Pace of presidential helicopter programme forces team to use six development aircraft and fast-track production

Lockheed Martin is to double the size of its US101 test fleet in an effort to support the US Navy's aggressive fielding schedule for the USA's next presidential helicopter.

The pace of the four-year development programme is also forcing the Lockheed/AgustaWestland/Bell Helicopter team to produce the first seven VXX aircraft using the existing EH101 production line in Yeovil, UK. The remaining 19 aircraft will be transferred to a final assembly site now under construction in Amarillo, Texas.

Programme officials, however, note that there is no change to a commitment to split the $6.2 billion contract between three national industries – two-thirds to the USA and a third to be divided between Italy and the UK. Delivering the first seven aircraft from Yeovil will provide "best value to the programme and meet the schedule and risk associated with it", says Col Frank Mazur, programme manager for the VXX.

Both steps also point to a possibly under-appreciated advantage that the Lockheed proposal offered against the Sikorsky VH-92 bid in a fierce competition decided on 28 January. In a fast-paced development programme, Lockheed's team appears to have adopted a highly flexible strategy for reducing schedule risk.
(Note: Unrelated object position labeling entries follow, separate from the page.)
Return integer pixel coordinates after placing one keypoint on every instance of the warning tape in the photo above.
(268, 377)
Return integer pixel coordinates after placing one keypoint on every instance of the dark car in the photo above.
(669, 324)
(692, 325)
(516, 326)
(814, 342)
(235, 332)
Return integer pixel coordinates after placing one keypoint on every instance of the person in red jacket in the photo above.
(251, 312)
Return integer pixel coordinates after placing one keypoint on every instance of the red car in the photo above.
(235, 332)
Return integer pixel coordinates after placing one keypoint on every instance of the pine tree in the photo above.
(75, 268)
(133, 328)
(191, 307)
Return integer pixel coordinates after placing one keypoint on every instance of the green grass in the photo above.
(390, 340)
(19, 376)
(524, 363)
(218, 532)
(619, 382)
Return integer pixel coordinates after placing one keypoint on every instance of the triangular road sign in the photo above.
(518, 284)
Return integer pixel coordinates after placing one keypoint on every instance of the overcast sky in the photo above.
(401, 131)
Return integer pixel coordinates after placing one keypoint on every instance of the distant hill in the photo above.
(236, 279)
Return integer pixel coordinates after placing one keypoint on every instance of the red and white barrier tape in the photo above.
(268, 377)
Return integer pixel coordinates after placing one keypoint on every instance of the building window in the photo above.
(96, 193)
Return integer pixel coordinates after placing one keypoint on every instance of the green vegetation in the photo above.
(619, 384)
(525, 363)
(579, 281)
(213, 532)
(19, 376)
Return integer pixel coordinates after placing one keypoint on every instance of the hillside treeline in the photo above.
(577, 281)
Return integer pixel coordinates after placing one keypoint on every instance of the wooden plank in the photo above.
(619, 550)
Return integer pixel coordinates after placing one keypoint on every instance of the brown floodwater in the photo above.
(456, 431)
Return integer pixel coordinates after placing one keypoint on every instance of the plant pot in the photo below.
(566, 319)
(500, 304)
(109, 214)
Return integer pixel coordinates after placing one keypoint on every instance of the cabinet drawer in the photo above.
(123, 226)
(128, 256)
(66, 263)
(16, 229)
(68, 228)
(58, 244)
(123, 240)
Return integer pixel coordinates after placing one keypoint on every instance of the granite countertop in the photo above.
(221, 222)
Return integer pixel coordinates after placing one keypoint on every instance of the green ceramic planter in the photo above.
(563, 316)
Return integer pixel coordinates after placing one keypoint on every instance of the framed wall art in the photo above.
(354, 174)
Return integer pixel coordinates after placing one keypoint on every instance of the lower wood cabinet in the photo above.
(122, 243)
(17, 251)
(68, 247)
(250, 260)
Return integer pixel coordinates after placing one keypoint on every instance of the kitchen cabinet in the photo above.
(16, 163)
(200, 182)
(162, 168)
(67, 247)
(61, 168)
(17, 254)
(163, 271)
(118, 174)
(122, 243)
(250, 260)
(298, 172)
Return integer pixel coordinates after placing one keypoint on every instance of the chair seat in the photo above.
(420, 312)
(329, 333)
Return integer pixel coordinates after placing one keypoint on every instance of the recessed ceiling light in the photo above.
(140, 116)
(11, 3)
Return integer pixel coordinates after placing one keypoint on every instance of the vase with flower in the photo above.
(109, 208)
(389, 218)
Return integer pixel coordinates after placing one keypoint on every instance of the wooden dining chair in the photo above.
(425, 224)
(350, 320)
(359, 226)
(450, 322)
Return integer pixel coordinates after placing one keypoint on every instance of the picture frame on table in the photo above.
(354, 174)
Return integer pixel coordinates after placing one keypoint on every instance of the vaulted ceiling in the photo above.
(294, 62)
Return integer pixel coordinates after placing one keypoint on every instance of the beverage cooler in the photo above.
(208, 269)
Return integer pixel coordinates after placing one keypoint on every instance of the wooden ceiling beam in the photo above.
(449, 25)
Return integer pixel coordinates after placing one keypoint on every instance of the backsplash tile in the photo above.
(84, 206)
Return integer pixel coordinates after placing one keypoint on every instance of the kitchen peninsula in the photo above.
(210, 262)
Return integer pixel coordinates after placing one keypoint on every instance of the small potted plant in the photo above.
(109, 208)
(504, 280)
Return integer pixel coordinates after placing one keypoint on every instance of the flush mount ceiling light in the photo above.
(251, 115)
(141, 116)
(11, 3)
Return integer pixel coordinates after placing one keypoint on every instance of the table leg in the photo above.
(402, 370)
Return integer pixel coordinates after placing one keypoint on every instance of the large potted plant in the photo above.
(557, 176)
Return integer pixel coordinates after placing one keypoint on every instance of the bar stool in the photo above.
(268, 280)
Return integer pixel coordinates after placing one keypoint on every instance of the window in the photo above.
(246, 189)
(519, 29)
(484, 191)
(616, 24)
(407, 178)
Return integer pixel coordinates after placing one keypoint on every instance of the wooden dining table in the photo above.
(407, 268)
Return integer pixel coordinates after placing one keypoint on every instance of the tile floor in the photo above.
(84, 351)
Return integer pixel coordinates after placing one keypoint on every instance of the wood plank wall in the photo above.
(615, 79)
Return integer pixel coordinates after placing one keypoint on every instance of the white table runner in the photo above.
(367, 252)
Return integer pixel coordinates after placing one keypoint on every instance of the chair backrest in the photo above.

The USN plans to field the first VXX aircraft in fiscal year 2009, and the development programme must by this time fully test the aircraft's new 2,500shp (1,860kW) General Electric CT7-8C engines and install a sophisticated mission system package. After the first five production aircraft are fielded, the navy plans to upgrade the engine to the 3,000shp CT7-8E standard and introduce further mission system enhancements.

The USN's contracting strategy called for these challenges to be addressed using a fleet of three test aircraft to be introduced after FY07, but Lockheed is adding three more aircraft, including one delivered last year and another two to arrive later this year. The extra aircraft are being loaned to the navy, but should still be available for use after its purchased test assets are delivered.

The issue of using a foreign assembly site for the first seven purchased aircraft is likely to stir renewed criticism from Sikorsky's political supporters, although Lockheed last year stated 90% of the US101 programme's lifecycle production and maintenance costs will be placed with US industry.